The nests of tumor cells do not show myoepithelial cells; alpha smooth muscle actin and p63 are thus negative. SBC has been associated with p53 mutation in 10% of cases. Positivity for S-100 and CD10 and negativity for ER and PR suggests a possible origin in the basal cells of the mammary ducts.^1,2,10,12,15

In our case, the tumor cells showed mild positivity for ER and PR. The Rosen and Cranor study of women from 5 to 87 years of age included five tumors that were negative for estrogens and three that were positive for progesterone. ¹⁶ Another study showed the expression of estrogens and progesterone to be extremely variable. SBC pathogenesis is probably not associated with these hormones. Thus, the clinical relevance of the immunohistochemical findings in the abovementioned studies is uncertain.^10,15

Cytogenetically, SBC has been associated with t(12;15) and with ETV6-NTRK3 gene fusion as the dominant active oncogene and the most common alteration. It is important to mention that this translocation has also been reported in congenital fibrosarcoma, cellular mesoblastic nephroma and acute myeloid leukemia.^{1–3,9,12,17,18}

The differential diagnosis of SBC includes acinar cell carcinoma; it is low-grade variant of breast cancer. However, they do differ in their clinical presentation (no cases of acinic cell carcinoma in prepubertal or male patients), citologic aspect and molecular features. In contrast with SBC, acinic cell carcinoma not to harbor ETV6-NTRK3 translocation.
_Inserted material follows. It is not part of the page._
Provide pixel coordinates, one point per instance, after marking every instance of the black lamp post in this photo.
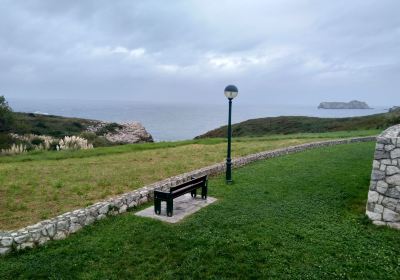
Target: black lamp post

In addition to histological and immunohistochemistry criteria, genomic analysis to investigate the presence of an ETV6 gene rearrangement may be useful to rule out an apocrine carcinoma, lipidor glucogen-rich carcinoma, mucinous carcinoma, or lactating adenoma.^1,2,15–19

SBC has a better prognosis than the usual ductal carcinoma. Moreover, children and young adults under 30 years of age have a better prognosis than older adults, and age may be an important factor in disease progression and recurrence.^8,17,18

Treatment is excision of the carcinoma with wide surgical margins or lumpectomy with lymph node dissection.^14,15 Local recurrence may occur many (20) years after treatment and is predominantly due to incomplete excision of the tumor rather than its inherent aggressiveness, which is why continued monitoring of patients is recommended. Sentinel node biopsy without radiotherapy is recommended in children.^16–18

Conclusions

SBC is an exceptionally rare neoplasm and it is even rarer for it to occur in a 79-year-old woman. It has distinctive histological features, with mild expression of estrogen receptors and progesterone, absence of GCDFP-15 and low aggressiveness.